If only all of these dedicated men and women would open their hearts and minds to the possibility of a new way to educate our nation’s most precious assets.

“This will not work in my classroom(s)!” is what public school teachers and administrators say when they first review my model. I hear it all the time.

Of course, they are correct, but this is exactly my point. In the current education process, nothing different will work because the process is flawed. To paraphrase Linda Darling Hammond, “the existing process is structured to produce the outcomes it gets and we will not get better outcomes if all we do is ask teachers to work harder.”

There are many teachers in high-performing schools who feel good about what they do but there are also many teachers in low-performing schools who are frustrated, daily, because they are unable to get through to unmotivated students.

Odd as it may seem, African-American leaders, who jump through the roof in response to symbols of oppression, do not even bother to respond to the possibility of a solution that will attack the roots of that oppression.

I ask public school educators to take a figurative step back and imagine an environment in which they are expected to give each and every student however much time they need to learn each and every lesson. Imagine an environment in which teachers are expected to develop longer term relationships with students and where the process is structured to facilitate the development of such relationships; with both students and parents.

My challenge to public school teachers and administrators is that they consider that the education process can be re-designed and re-configured to produce whatever outcomes we want.

My challenge to advocates for black children and other children of color to consider the possibility that African-American students and other disadvantaged children do not need to fail.

My education model is constructed on the premise that academic success is no different than success in any other venue. Success is a process of trial and error, of learning from one’s mistakes and applying that knowledge to produce better outcomes. Success is built upon success and the more one succeeds the more confident he or she becomes. The more confident he or she is the more successful one becomes. Success is contagious and can become a powerful source of motivation.

The key, of course, is that one cannot master the process of success until he or she begins to experience success, routinely. In school, kids learn and each lesson learned is a success. Very often, success on subsequent lessons requires that one apply what one has learned from previous lessons. When a foundation of success is laid down in school, young boys and girls approach adulthood with a wide menu of choices in terms of the kind of future that can be built on that foundation.

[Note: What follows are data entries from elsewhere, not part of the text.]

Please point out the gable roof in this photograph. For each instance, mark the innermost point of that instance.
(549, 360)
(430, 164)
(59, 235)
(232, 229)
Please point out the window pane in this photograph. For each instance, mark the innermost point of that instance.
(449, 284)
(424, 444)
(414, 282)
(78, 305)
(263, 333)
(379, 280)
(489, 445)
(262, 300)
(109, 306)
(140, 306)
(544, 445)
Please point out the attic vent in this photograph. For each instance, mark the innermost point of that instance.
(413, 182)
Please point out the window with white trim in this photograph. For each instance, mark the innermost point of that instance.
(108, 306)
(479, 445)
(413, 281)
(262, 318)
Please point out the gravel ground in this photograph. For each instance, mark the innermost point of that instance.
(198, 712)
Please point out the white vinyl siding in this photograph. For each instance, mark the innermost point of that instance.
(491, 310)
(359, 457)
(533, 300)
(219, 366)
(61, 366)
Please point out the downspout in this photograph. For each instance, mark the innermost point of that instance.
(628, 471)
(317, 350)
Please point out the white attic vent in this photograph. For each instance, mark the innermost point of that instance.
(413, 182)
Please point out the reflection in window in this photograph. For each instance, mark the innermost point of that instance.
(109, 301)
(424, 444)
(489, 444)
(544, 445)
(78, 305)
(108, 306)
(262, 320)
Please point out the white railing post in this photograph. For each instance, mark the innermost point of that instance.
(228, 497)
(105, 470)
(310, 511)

Imagine, however, when there is no success on which to build. When kids fail, or even learn only part of a given lesson, they are less like to learn the next lesson. A pattern also emerges in this scenario but it is a pattern of failure rather than success.

For many of these kids, failure is the only thing they know. It is only a matter of time before they give up, stop trying, and begin acting out in class. Third grade is when many states begin administering competency examinations. Right from the beginning, a significant percentage of third grade students are unable to pass both math and English language components of their state exams. Although African-American students have the lowest passage rates, the poor performance extends to a percentage of students from all demographic groups, including white students.

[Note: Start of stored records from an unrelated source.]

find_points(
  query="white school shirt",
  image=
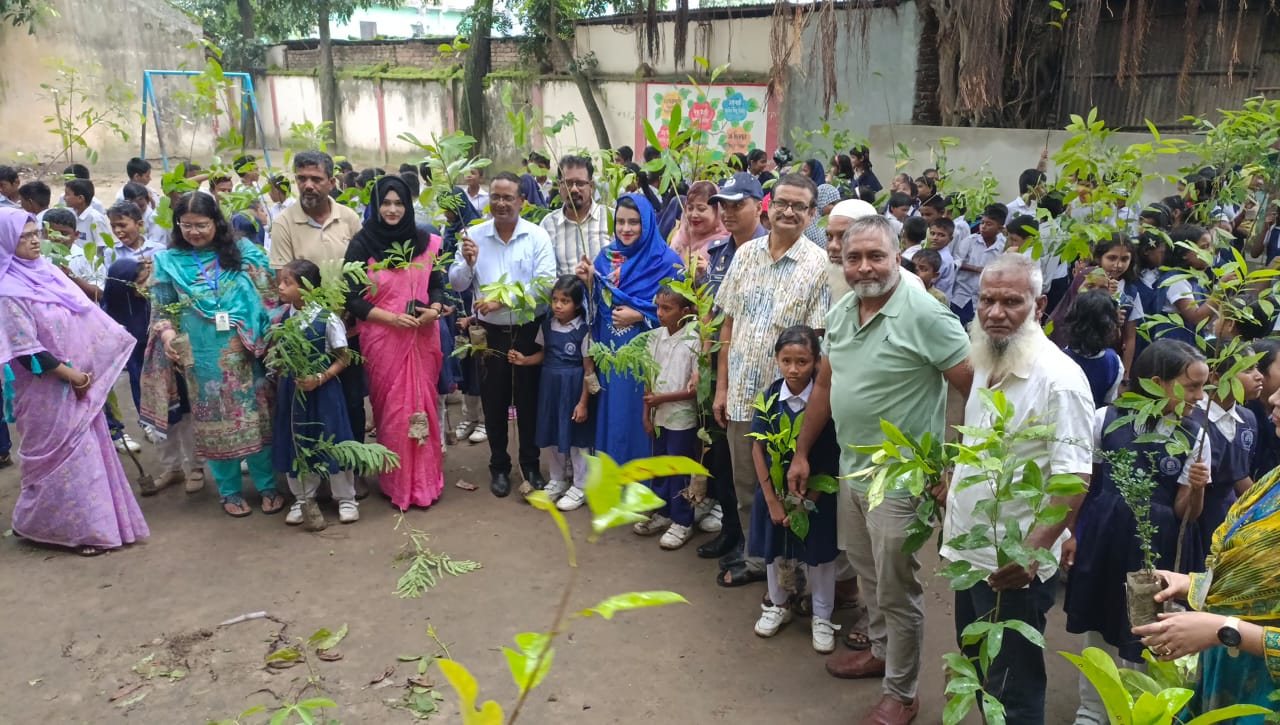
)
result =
(676, 356)
(1050, 388)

By the time these students reach middle school the scores are even lower. In many middle schools, as many as eighty percent of black students fail to pass both exams. Middle school teachers throughout the U.S. can attest to the incredibly low level of motivation displayed by their students. Any illusions that high schools are able to turn the performance of these students around in four years are just that, illusions; high graduation rates notwithstanding.

When they leave school, the overwhelming majority of these low-performing students return to their communities, unqualified for jobs or military service. For many, it is the final station on the schoolhouse to jailhouse line. Far too many suffer early, violent deaths. Those who live spawn a whole new generation of children who will start from behind and will never be given a realistic opportunity to catch up. They are entrapped in a maelstrom of poverty and failure.

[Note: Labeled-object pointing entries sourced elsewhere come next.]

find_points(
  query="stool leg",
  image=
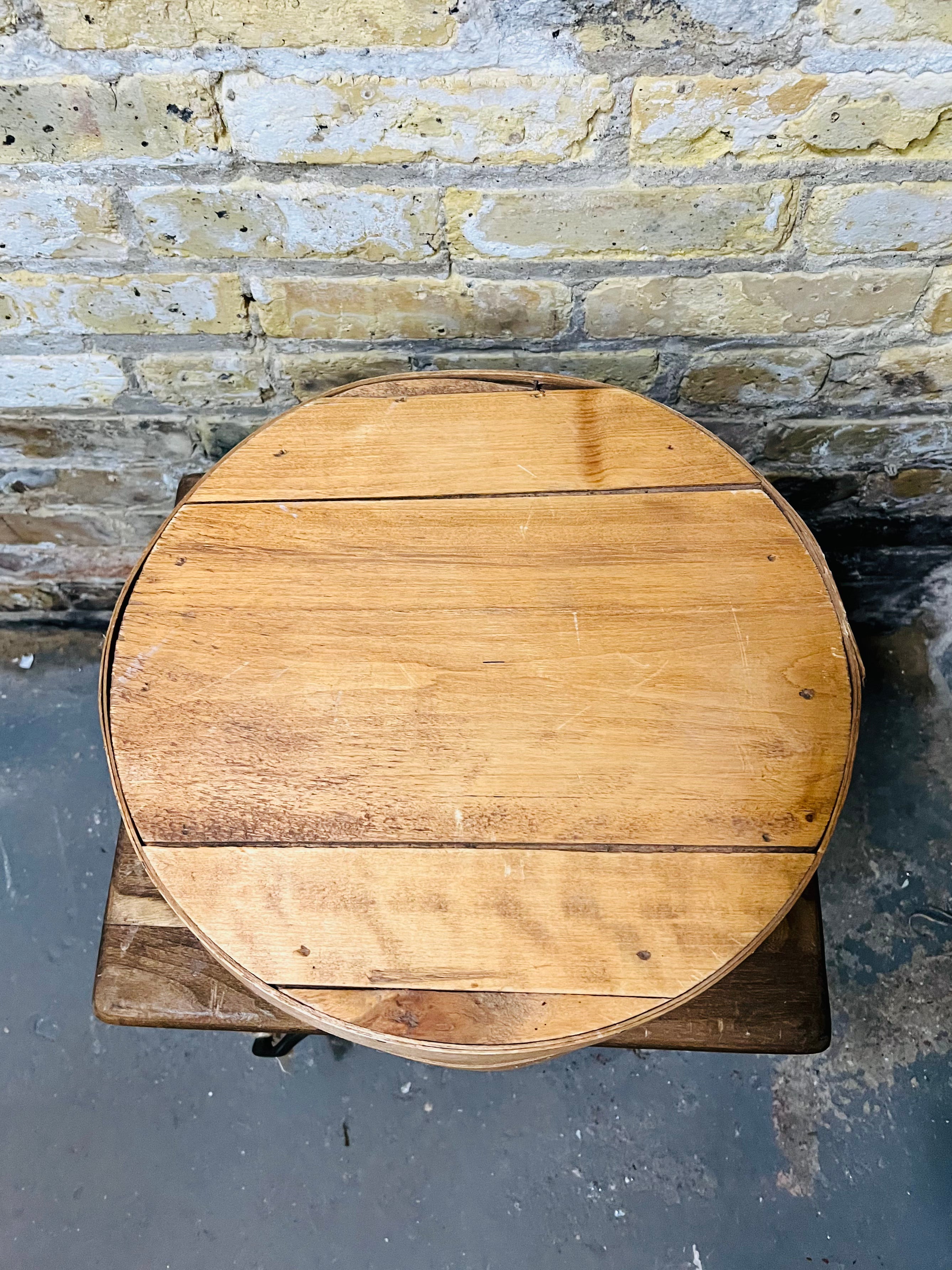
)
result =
(276, 1046)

It is an American tragedy of unprecedented breadth and scope and it is at the core of our nation’s greatest political, economic, cultural and civil rights challenges. The chasm that divides the American people is very much a function of the bitterness on the part of some citizens because of their resentment that they are asked to support our nation’s poor and infirm.

The magnitude of this reality makes public education the civil rights issue of the 21st Century. That it is a crisis that can be prevented so easily, however, is the greatest tragedy at all. The ambivalence of the people who can bring an end to this tragedy is the greatest mystery of all. Do they not care?

We can end the failure simply by making sure every child has however much time they need in order to learn. If there is a reason why we should not do this, I truly wish someone would explain it to me.